La création d’une nouvelle monnaie pour faire face à une inflation galopante est une solution radicale et appropriée adoptée dans certains pays. Elle est le fruit d’une étude approfondie et conséquente. Cependant, ce n’est certainement pas la MIR, comme vous dites, qui sera une monnaie crédible. Rien que par son nom, cette idée de monnaie est ridicule. Aucune monnaie ne se fabrique sur la base de la résistance. Je vous ai dit plus tôt que la banque, c’est la confiance. La monnaie l’est encore plus. C’est ce qu’on appelle la valeur fiduciaire de la monnaie. Une monnaie doit inspirer la confiance. Pourquoi le dollar a plus de valeur que le GNF, le franc guinéen, qui lui-même a moins de valeur que le CFA ? Eh bien, c’est la confiance que les consommateurs placent en cette monnaie, puisque tous les billets sont fabriqués avec du papier. Certains intellectuels de la Refondation, je crois, ont exclu cette hypothèse, née dans certains esprits retors qui ne comprennent rien aux affaires financières et monétaires et qui pensent qu’on peut gérer un pays, comme on gèrerait un champ de manioc au village.

Qu’en est-il donc de l’idée d’aller fabriquer des billets de CFA en Argentine pour alimenter le marché local, éventée par La Lettre du Continent ?

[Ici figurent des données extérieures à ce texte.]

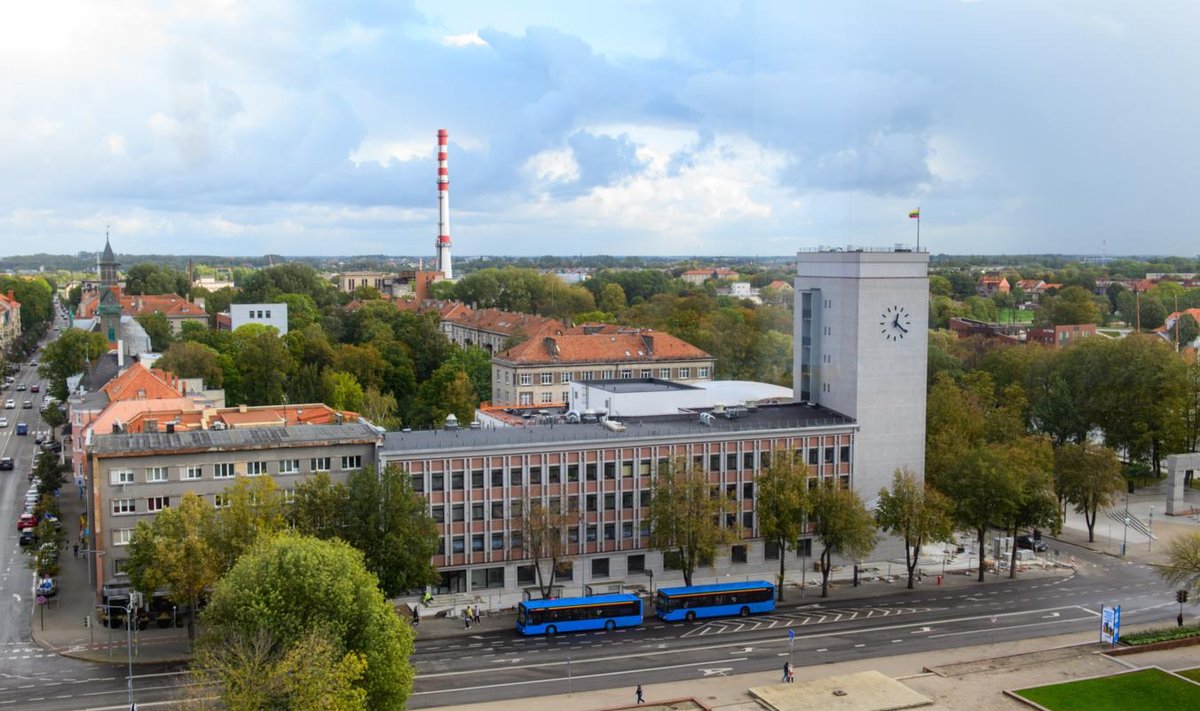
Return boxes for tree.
[445,346,493,404]
[1174,313,1200,348]
[875,469,954,589]
[520,496,580,599]
[597,282,627,314]
[38,329,109,399]
[199,535,415,710]
[410,364,477,428]
[323,370,365,412]
[1034,285,1102,326]
[1161,532,1200,605]
[756,450,810,600]
[231,324,293,405]
[156,340,224,387]
[209,477,288,572]
[127,492,221,641]
[809,481,877,597]
[291,472,348,540]
[340,465,440,597]
[361,386,401,429]
[944,443,1024,582]
[647,459,736,587]
[1055,442,1124,542]
[1001,440,1060,578]
[124,263,190,296]
[193,629,367,711]
[40,402,66,439]
[136,312,173,352]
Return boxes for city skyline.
[2,2,1198,258]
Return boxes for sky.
[2,1,1198,258]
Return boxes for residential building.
[947,317,1024,342]
[490,328,715,406]
[337,269,443,302]
[681,267,739,285]
[1027,324,1098,349]
[228,303,289,335]
[86,422,380,591]
[1016,279,1047,304]
[0,289,20,350]
[338,270,390,293]
[1155,308,1200,348]
[380,399,855,594]
[439,304,564,354]
[79,236,208,337]
[976,275,1010,297]
[717,281,761,304]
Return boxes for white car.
[4,399,13,409]
[0,417,8,427]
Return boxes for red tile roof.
[495,330,711,365]
[100,362,184,402]
[124,294,206,319]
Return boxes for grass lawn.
[1014,669,1200,711]
[1178,668,1200,683]
[997,308,1035,324]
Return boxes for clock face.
[879,305,911,341]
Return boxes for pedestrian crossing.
[680,604,941,637]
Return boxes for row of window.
[431,485,754,523]
[111,490,301,539]
[507,366,710,387]
[108,456,362,486]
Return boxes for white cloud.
[522,147,580,183]
[442,32,488,47]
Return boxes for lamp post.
[1148,506,1154,552]
[1120,488,1130,557]
[96,600,137,710]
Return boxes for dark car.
[0,457,13,470]
[19,529,35,546]
[1016,535,1048,552]
[30,384,39,393]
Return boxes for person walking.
[463,606,472,629]
[636,684,644,704]
[411,605,420,627]
[473,605,481,624]
[782,661,791,683]
[73,542,78,558]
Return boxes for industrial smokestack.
[435,129,453,280]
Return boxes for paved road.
[406,545,1174,708]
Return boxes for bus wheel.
[685,611,696,622]
[605,620,616,631]
[546,625,557,638]
[740,606,750,617]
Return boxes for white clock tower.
[793,248,930,498]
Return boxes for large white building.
[793,248,929,496]
[230,303,289,335]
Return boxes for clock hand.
[897,322,908,333]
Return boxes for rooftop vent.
[444,413,459,431]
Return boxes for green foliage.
[208,477,289,573]
[38,329,109,398]
[445,345,492,403]
[1160,531,1200,601]
[648,458,736,587]
[1034,286,1104,327]
[876,469,954,589]
[291,472,347,540]
[409,363,477,428]
[156,340,224,388]
[809,481,877,597]
[1120,624,1200,646]
[323,370,365,412]
[135,311,173,352]
[1055,443,1124,542]
[755,449,810,599]
[199,534,415,710]
[123,263,190,296]
[1015,668,1200,711]
[237,263,336,307]
[231,324,293,405]
[0,275,54,334]
[1174,314,1200,347]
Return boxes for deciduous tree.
[809,481,877,597]
[875,469,954,589]
[156,340,224,388]
[1055,442,1124,542]
[340,465,440,597]
[755,450,810,600]
[647,459,736,587]
[520,496,580,598]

Elle participe elle aussi de l’hérésie financière. Ce serait la pire des fautes que ceux qui nourrissent l’idée de la faire, commettrait, puisqu’elle précipiterait la faillite du système financier ivoirien et par entraînement, celle de toute la Communauté financière africaine. La raison est simple. Si rien que la rumeur annonce que des billets fabriqués en dehors de la procédure habituelle à la Bceao circulent sur le marché ivoirien, la réaction de la Banque centrale sera de dénoncer l’existence de faux billets sur le marché ivoirien. On dira « On s’en fout s’ils dénoncent », mais non. Puisque les banques commerciales ne reconnaîtront pas ces billets. Pire, le boutiquier du quartier commencera à être méfiant vis-à-vis de tous les billets et très vite, même la vendeuse de banane braisée va refuser un billet de banque, qu’il soit vrai ou faux. La psychose des faux billets d’Argentine (je vois d’ici là les Ivoiriens donner des surnoms à ces billets) va s’emparer de tout le monde et comme la monnaie, c’est d’abord et avant tout la confiance, les billets de banque ne vont plus circuler sur le marché et ce sera la faillite du système. Il faut dire que l’on risque d’arriver à la faillite du système financier ivoirien d’une autre façon, si l’on n’y prend garde. Si les difficultés de retrait de fonds subsistent, il faut craindre que la panique s’empare des épargnants dans les banques et surtout dans les micro-finances, et que ceux-ci accourent un jour dans les banques pour retirer partiellement ou totalement leurs épargnes. Ca serait catastrophique.

Que faut-il pour sortir de cette situation ?

Il faut que la situation se normalise.

Que M. Gbagbo accepte de quitter le pouvoir ou que la « force légitime » soit mise à contribution pour le déloger ?

(Rires) Je vous avais déjà dit, avant de commencer cette interview que je ne parlerais pas politique.

De quoi avez-vous peur ?

Selon vous, de quoi devrais-je avoir peur ? La réponse légitime à votre question appartient aux Ivoiriens, pas à moi.